Anggota Fatui lainnya kabur tunggang langgang karena kendaraan mereka sudah habis terbakar, jasad John Lee yang sudah terbujur kaku dikelilingi oleh anak-anak sekolahnya.
Kazuha menutup wajah John Lee dengan selembar kain, namun kain putih tersebut dalam sekejap berubah menjadi merah karena terserap oleh darah.
***
Capitano tengah berseteru dengan para anggota rahasia milik secret service yang sedang berjaga di depan ruang rawat Zhongli, ia datang bersama Columbina setelah menyelesaikan urusannya di ruang konferensi pers Millelith semalam. Tensi tinggi di antara keduanya tak berhasil diredam oleh sekuriti rumah sakit, sehingga mereka terpaksa mengamankan pengunjung rumah sakit lainnya agar menjauh dari kerumunan.
"Kalau kalian tidak mengindahkan perintah saya, maka dengan berat hati kepolisian harus mendobrak pintu ini!" seru Capitano lantang.
"Kami tidak bisa melakukan itu! Kami berjaga sesuai protokol yang telah dibuat!"
Capitano yang sudah naik pitam langsung mendorong salah satu aparat tersebut hingga pintu ruang rawat Zhongli terbuka lebar.
Pria berbadan besar itu masuk ke dalam namun tak menemui siapa pun, sebuah jendela di ujung ruangan terbuka lebar serta tali bekas infus sudah berserakan di mana-mana.
"Menarik," gumam Capitano pelan.
"Ada apa, Ayah?" tanya Columbina yang baru saja masuk.
"Zhongli menghilang," jawab Capitano dengan suara beratnya.
Il Dottore tiba entah dari mana, setelah melihat apa yang terjadi pria itu justru tertawa bak orang gila.
"Lalu siapa orang yang kau temui di markas saat itu, Varka?!" sentak Dottore ke arah Capitano.
"Var...ka?" ujar Columbina tak percaya.
Capitano masih bergeming, ia langsung memukul jatuh Dottore hingga tak sadarkan diri.

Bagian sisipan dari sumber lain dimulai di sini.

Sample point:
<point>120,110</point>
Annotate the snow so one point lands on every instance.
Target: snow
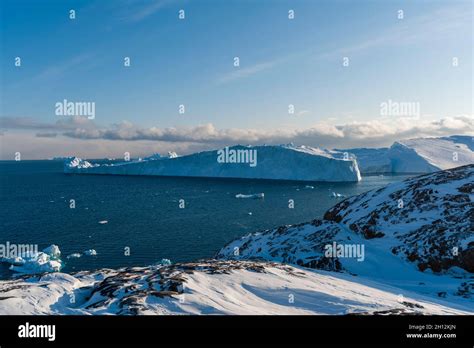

Capitano beranjak dari rumah sakit lalu mengambil ponsel dari saku jas hitamnya, ia mencari nama seseorang di kontaknya lalu segera menghubunginya.
"Bunuh semua orang yang memiliki hubungan dengan Zhongli! Sekarang juga!"
'Tapi, Bos—'
"Saya tidak peduli, kerahkan semua anggota secret service untuk memburunya! Kalau kalian tidak bisa membunuhnya, bawa kepalanya kepada saya!"
Capitano membuka topeng hitam yang selama ini membungkus wajahnya, peluhnya sudah membasahi seluruh tubuhnya karena terlampau emosi. Kini wajahnya terungkap, ia adalah pemimpin pasukan secret service itu sendiri, yakni Varka.